Hakodate ist voll von Häusern im westlichen Stil, die Anfang des zwanzigsten Jahrhunderts gebaut wurden. Diese Häuser finden sich in der ganzen Stadt und sind architektonisch durchaus einzigartig - japanisch im Erdgeschoss, aber in den oberen Etagen nach westlichem Zuschnitt. Direkt am Fuß des Mount Hakodate liegt der Stadtteil Motomachi (was so viel wie »Altstadt« bedeutet), ein beliebtes Ziel für Touristen. Er besitzt großen altertümlichen Charme, der noch verstärkt wird durch historische Gebäude wie die ehemalige Stadthalle, einen Strommast aus Beton mit quadratischem Querschnitt - dem ersten in ganz Japan - und die bekannten Lagerhäuser aus roten Backsteinen im historischen Hafenbezirk.
Kei befand sich am anderen Ende der Leitung im weit entfernten Tokio in einem gewissen Café, das seinen Kunden Gelegenheit zu Reisen durch die Zeit bot. Sein Name war Funiculi Funicula. Kei war aus der Vergangenheit fünfzehn Jahre in die Zukunft gereist, um ihre Tochter zu treffen. Dazu blieb ihr im Café in Tokio nur die kurze Zeitspanne, die sie brauchte, um ihren Kaffee auszutrinken, bevor er kalt war. Da sich Nagare im fernen Hokkaido im Norden Japans befand, hatte er keine Ahnung, wie weit ihr Kaffee schon abgekühlt war. Deshalb beschränkte er seine Worte auf das Notwendigste.
»Ich habe keine Zeit zu erklären, warum ich in Hokkaido bin. Bitte hör mir einfach zu.«
Kei wusste natürlich nur zu gut, wie knapp ihre Zeit bemessen war.

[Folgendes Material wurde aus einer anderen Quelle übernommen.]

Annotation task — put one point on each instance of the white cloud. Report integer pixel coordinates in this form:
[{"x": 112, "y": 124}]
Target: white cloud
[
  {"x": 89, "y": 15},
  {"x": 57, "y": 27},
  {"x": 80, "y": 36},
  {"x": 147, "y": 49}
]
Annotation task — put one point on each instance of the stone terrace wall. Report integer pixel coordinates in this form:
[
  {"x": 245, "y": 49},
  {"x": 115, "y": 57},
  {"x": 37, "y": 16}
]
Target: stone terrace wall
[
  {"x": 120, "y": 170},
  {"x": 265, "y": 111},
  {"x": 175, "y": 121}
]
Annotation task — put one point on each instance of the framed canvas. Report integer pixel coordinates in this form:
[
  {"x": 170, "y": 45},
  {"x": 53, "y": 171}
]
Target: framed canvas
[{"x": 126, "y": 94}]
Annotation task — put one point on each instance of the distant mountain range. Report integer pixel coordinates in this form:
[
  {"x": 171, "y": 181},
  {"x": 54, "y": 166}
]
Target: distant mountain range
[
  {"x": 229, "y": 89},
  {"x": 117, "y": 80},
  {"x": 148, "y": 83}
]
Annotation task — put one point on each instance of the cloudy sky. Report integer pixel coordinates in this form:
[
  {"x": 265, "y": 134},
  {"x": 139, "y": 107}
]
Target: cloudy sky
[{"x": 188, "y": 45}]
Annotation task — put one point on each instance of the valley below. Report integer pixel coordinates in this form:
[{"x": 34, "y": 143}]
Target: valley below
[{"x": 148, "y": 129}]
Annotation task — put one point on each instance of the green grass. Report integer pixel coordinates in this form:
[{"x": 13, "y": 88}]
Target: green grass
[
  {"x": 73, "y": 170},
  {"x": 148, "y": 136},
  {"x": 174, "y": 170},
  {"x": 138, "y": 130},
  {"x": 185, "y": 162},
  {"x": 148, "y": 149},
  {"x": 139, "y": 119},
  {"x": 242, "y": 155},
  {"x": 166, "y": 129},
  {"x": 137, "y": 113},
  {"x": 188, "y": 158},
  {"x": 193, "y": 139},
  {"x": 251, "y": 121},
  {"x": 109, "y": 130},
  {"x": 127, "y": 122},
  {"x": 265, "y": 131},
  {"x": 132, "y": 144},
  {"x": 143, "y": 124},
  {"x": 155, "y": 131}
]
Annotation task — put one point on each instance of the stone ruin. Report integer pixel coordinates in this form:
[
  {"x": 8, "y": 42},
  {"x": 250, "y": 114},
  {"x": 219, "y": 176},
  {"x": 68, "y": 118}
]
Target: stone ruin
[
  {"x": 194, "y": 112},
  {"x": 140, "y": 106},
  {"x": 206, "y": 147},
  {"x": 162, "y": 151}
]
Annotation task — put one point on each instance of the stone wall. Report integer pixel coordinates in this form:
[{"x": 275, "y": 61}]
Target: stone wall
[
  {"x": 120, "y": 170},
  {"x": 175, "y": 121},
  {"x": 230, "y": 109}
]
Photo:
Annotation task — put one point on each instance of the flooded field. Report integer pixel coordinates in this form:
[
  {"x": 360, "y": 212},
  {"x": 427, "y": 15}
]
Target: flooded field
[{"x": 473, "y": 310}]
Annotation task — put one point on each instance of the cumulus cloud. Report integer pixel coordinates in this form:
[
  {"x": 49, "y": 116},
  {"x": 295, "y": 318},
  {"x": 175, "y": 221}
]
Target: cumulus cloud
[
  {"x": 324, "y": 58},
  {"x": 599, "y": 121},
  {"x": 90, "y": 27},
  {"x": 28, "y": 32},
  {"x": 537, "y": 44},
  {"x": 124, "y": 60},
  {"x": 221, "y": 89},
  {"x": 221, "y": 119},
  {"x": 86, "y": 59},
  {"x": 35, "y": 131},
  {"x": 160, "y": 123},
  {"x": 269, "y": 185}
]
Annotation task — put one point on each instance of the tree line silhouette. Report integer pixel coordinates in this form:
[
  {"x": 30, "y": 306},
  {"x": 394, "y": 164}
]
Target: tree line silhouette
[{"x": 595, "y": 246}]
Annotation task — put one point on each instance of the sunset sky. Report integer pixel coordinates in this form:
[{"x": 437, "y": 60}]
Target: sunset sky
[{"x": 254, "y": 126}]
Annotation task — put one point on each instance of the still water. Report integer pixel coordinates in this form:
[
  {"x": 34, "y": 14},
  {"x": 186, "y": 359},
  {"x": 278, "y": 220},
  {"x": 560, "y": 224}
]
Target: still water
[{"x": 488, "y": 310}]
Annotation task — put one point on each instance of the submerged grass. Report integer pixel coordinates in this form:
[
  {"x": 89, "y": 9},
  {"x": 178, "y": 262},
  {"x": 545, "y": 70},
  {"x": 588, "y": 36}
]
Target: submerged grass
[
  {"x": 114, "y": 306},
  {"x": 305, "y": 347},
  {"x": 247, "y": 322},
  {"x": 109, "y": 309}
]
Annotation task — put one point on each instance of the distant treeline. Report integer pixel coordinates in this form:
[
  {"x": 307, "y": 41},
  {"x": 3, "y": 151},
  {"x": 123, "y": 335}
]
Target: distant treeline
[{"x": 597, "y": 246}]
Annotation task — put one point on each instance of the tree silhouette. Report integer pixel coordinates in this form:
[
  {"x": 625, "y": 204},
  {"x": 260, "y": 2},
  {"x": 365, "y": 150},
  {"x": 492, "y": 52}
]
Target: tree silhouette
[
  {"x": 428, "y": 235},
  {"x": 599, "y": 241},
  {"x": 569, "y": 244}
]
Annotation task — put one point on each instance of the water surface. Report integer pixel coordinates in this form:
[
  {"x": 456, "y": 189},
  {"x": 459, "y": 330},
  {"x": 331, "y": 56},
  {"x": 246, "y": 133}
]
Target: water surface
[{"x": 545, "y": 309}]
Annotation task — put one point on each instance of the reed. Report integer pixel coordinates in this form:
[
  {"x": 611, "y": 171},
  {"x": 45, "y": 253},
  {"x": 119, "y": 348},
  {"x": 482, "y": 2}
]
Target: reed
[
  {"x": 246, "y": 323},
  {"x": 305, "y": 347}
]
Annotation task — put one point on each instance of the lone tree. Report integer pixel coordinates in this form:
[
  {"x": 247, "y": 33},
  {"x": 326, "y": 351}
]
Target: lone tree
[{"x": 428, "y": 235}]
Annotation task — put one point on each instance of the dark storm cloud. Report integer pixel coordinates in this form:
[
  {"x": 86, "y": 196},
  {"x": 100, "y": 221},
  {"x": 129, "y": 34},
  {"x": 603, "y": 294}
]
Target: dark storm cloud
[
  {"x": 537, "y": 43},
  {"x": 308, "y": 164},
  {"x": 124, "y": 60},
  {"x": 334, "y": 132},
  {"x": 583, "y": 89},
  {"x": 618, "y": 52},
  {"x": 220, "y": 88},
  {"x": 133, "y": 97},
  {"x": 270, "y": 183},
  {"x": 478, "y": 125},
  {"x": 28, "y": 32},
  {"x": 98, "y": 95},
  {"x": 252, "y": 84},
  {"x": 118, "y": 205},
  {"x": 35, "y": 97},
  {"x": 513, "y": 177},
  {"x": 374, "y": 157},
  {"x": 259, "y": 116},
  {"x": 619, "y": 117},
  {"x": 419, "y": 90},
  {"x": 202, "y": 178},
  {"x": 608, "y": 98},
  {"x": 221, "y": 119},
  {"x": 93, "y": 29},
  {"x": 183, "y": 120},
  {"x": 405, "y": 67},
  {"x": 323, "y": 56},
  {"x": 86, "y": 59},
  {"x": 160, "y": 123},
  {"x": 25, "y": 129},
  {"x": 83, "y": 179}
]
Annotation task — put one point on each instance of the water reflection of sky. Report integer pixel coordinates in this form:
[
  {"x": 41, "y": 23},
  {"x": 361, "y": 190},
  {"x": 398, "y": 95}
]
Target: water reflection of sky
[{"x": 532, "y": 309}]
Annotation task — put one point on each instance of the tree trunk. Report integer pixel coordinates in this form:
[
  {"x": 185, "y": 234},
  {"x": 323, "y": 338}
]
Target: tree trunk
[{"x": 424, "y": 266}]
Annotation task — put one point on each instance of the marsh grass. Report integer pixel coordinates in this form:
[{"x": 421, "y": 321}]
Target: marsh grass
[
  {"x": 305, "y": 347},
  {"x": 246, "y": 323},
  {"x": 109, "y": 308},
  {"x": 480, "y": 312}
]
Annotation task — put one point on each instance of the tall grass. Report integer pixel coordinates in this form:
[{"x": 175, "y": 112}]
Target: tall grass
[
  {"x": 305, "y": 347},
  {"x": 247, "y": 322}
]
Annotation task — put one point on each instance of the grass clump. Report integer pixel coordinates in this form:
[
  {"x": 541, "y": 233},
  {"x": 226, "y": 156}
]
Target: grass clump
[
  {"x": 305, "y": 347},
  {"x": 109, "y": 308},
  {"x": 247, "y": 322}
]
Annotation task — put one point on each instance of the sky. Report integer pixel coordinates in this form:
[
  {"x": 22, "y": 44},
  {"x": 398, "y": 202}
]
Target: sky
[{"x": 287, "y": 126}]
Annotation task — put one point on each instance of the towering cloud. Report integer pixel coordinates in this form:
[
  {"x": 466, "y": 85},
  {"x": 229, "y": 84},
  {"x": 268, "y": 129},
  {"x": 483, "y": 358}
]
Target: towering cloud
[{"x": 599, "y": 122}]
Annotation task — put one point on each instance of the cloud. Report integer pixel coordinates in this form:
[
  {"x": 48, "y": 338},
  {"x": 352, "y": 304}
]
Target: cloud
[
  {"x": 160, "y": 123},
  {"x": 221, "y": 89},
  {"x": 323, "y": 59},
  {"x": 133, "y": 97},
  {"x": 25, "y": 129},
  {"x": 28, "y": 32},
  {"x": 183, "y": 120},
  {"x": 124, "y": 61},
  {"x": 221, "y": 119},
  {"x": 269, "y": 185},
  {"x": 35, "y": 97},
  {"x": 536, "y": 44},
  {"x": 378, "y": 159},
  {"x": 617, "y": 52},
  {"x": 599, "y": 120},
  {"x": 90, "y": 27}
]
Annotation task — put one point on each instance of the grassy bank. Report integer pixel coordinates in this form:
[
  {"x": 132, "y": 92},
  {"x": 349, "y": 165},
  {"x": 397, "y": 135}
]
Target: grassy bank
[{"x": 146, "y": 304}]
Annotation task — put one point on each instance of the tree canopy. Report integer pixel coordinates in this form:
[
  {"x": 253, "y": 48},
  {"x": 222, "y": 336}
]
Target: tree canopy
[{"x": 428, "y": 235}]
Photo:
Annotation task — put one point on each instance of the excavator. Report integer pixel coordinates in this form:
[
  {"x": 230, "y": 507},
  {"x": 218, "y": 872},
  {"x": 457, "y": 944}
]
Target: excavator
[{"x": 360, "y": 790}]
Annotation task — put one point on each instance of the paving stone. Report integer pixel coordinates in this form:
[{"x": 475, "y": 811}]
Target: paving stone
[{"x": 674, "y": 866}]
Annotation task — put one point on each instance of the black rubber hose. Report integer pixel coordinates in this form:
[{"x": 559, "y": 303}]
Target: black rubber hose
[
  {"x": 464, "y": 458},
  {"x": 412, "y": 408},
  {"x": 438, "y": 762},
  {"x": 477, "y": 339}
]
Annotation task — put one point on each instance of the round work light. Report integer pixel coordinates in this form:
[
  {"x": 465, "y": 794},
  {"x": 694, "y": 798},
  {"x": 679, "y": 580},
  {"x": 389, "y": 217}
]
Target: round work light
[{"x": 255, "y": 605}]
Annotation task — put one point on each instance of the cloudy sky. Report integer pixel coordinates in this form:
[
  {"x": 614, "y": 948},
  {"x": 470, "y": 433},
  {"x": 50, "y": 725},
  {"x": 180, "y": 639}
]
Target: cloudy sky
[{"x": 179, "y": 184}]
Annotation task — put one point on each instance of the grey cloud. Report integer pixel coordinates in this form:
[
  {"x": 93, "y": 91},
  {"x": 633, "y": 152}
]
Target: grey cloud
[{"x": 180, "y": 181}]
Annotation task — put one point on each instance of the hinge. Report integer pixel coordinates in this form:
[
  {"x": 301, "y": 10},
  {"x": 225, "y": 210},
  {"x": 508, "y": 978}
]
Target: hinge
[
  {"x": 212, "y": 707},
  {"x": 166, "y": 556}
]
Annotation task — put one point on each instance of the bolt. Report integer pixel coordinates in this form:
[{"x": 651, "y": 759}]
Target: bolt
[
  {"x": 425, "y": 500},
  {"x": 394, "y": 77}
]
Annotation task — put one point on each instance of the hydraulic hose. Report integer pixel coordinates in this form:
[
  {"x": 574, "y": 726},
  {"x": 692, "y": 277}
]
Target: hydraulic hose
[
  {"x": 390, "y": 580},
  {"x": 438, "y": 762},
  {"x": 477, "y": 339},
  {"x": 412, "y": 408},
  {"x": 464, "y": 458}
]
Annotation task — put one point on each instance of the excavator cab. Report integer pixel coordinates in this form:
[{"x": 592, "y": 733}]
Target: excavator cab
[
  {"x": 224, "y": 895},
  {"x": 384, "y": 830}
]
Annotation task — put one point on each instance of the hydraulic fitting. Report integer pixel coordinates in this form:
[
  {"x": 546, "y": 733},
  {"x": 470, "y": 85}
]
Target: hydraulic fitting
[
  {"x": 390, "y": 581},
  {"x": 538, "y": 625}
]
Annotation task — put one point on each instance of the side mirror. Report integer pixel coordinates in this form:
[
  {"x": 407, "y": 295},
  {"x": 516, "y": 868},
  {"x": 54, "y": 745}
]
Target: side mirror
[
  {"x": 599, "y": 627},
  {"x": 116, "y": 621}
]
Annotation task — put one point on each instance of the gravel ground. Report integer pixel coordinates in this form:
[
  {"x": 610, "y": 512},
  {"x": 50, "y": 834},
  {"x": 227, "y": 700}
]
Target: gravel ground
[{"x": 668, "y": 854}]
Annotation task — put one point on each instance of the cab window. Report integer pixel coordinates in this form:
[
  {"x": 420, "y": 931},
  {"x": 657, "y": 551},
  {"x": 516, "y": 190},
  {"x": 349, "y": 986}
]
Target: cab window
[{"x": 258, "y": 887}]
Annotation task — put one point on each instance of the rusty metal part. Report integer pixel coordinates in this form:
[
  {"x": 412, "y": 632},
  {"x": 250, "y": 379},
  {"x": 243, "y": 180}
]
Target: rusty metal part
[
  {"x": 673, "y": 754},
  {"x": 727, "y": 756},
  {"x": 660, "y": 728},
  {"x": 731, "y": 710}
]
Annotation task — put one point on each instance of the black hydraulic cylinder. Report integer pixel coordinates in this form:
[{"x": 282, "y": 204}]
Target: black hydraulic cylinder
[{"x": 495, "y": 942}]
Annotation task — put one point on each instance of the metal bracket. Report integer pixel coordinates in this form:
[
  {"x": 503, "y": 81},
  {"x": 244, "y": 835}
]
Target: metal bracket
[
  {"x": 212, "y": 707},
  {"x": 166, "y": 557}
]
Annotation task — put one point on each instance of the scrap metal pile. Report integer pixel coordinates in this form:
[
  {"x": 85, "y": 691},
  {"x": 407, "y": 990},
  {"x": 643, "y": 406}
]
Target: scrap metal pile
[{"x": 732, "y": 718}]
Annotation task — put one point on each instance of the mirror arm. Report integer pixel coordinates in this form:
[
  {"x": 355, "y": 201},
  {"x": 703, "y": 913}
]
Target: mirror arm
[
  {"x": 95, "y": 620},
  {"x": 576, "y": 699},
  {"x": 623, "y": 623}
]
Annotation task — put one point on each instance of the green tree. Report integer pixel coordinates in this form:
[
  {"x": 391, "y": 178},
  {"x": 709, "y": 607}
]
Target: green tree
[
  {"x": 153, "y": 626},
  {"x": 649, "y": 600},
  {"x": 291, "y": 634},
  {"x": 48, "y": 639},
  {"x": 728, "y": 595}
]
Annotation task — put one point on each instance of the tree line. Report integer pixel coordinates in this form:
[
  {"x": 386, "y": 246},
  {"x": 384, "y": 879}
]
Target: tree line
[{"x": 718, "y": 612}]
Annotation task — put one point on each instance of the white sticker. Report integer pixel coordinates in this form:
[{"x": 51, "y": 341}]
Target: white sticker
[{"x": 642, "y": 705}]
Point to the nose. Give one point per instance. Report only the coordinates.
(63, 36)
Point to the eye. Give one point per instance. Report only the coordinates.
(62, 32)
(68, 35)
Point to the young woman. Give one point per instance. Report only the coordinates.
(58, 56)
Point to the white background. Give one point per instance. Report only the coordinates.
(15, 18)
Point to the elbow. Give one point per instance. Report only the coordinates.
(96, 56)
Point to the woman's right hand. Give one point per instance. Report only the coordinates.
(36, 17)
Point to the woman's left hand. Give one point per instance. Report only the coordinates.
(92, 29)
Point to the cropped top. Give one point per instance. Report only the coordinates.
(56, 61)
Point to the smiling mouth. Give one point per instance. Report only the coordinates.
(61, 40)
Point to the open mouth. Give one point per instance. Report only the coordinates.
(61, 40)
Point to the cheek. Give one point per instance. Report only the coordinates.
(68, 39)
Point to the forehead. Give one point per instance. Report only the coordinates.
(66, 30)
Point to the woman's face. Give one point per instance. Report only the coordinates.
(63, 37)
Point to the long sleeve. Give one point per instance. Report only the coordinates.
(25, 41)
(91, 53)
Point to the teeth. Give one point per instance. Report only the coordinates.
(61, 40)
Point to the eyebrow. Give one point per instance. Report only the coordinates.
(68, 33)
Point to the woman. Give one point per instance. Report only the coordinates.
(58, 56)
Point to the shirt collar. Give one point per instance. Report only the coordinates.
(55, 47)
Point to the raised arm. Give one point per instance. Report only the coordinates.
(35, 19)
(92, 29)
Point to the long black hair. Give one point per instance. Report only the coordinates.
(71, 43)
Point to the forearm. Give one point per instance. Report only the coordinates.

»Was sagst du? Du hättest keine Zeit? Ich bin es doch, die keine Zeit hat!« Sie klang aufgebracht.
Aber Nagare ging nicht darauf ein. »Da ist ein Mädchen bei euch, nicht wahr? So alt, dass sie in die Middleschool gehen könnte.«
»Was? Eine Schülerin? Ja, sie ist hier. Es ist die, die schon vor zwei Wochen hier im Café war; sie kam aus der Zukunft, um ein Foto mit mir zu machen.«
Für Kei war das erst zwei Wochen her, aber sie sprach von etwas, das für Nagare volle fünfzehn Jahre zuvor geschehen war.
»Hat sie große runde Augen . und trägt sie einen Rollkragenpulli?«
»Ja, schon. Was ist mit ihr?«
»Okay, beruhige dich einfach und hör mir zu. Du bist aus Versehen fünfzehn Jahre in die Zukunft gereist.«
»Wie ich schon sagte, ich kann dich hier kaum verstehen.«
Ein heftiger Windstoß hatte Nagare gerade in dem Augenblick getroffen, als er ihr etwas Entscheidendes sagen wollte. Selbst Kei hörte im Telefon den Sturm heulen, und eine vernünftige Verständigung war fast nicht möglich. Doch die Zeit drängte, und Nagare fuhr unbeirrt fort.
»Jedenfalls, das Mädchen, das du da siehst«, sagte er, lauter diesmal.
»Wie? Was!? Das Mädchen?«
»Sie ist unsere Tochter!«
»Was?«
In Nagares Telefon wurde es totenstill. Und dann hörte er statt Keis Stimme das vertraute Dong, dong der mittleren Standuhr im Funiculi Funicula. Er stieß einen leisen Seufzer aus und begann ganz ruhig zu erklären.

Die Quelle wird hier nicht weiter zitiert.